PETALING JAYA: With the economy emerging from the recession more strongly than anticipated in the last quarter, Bank Negara is expected to begin unwinding in a gradual manner, the aggressive monetary measures that had been mounted in response to the global financial crisis.

According to RAM Holdings Bhd chief economist Dr Yeah Kim Leng, at the Monetary Policy Meeting on Thursday, Bank Negara was expected to raise the statutory reserve requirement (SRR) to 2% from the 1% that has been in place since March 2009 after it was brought down from 3.5% before the outbreak of the global financial crisis in September 2008.

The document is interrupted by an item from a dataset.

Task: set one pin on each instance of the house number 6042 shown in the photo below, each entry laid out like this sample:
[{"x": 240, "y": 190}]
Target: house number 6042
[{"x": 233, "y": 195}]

“We also see a strong likelihood of a 25 basis points (bps) rise in the Overnight Policy Rate (OPR) in the coming sitting as part of the 0.75% to 1% adjustment anticipated this year, to bring the OPR to a normal level which we estimate at 3.25% to 3.50%,” he noted.

But then again, Yeah said their OPR expectation could be delayed until May meeting if Bank Negara decided to give more weight to global growth concerns in light of the sovereign debt woes that had surfaced in Europe, particularly in Greece, weakening consumer sentiments in several advanced economies besides the recent testimony by the US Federal Reserve chairman that US interest rates would remain low for a considerable period due to the still fragile economy.

Meanwhile, Malaysia Rating Corp Bhd chief economist Nor Zahidi Alias expects a 25bps hike in OPR and a 50bps hike in SRR on Thursday following a stronger-than-expected growth in the fourth quarter.

“In addition, a steady increase in inflation rate evidenced by the recent upward trend in the Malaysian consumer price index could affect depositors’ real rate of return if the benchmark rate is not adjusted upward,” Zahidi added.

According to Bloomberg, Bank Negara would increase OPR by 25bps on Thursday and would be the second central bank in Asia to raise interest rates after the global recession. Bank Negara, which earlier said that borrowing costs could not be kept “too low” for too long, was likely to turn words into action on Thursday by scaling back on emergency stimulus measures as th

e country had exited from recession in the fourth quarter last year, Bloomberg said.

Reserve Bank of Australia governor Glenn Stevens was the first central banker in the world last year to raise borrowing costs, announcing three increases after the South Pacific nation avoided a recession.

“An increase on March 4 would place Bank Negara ahead of policy makers in South Korea and India in paring back monetary stimulus,” Bloomberg added.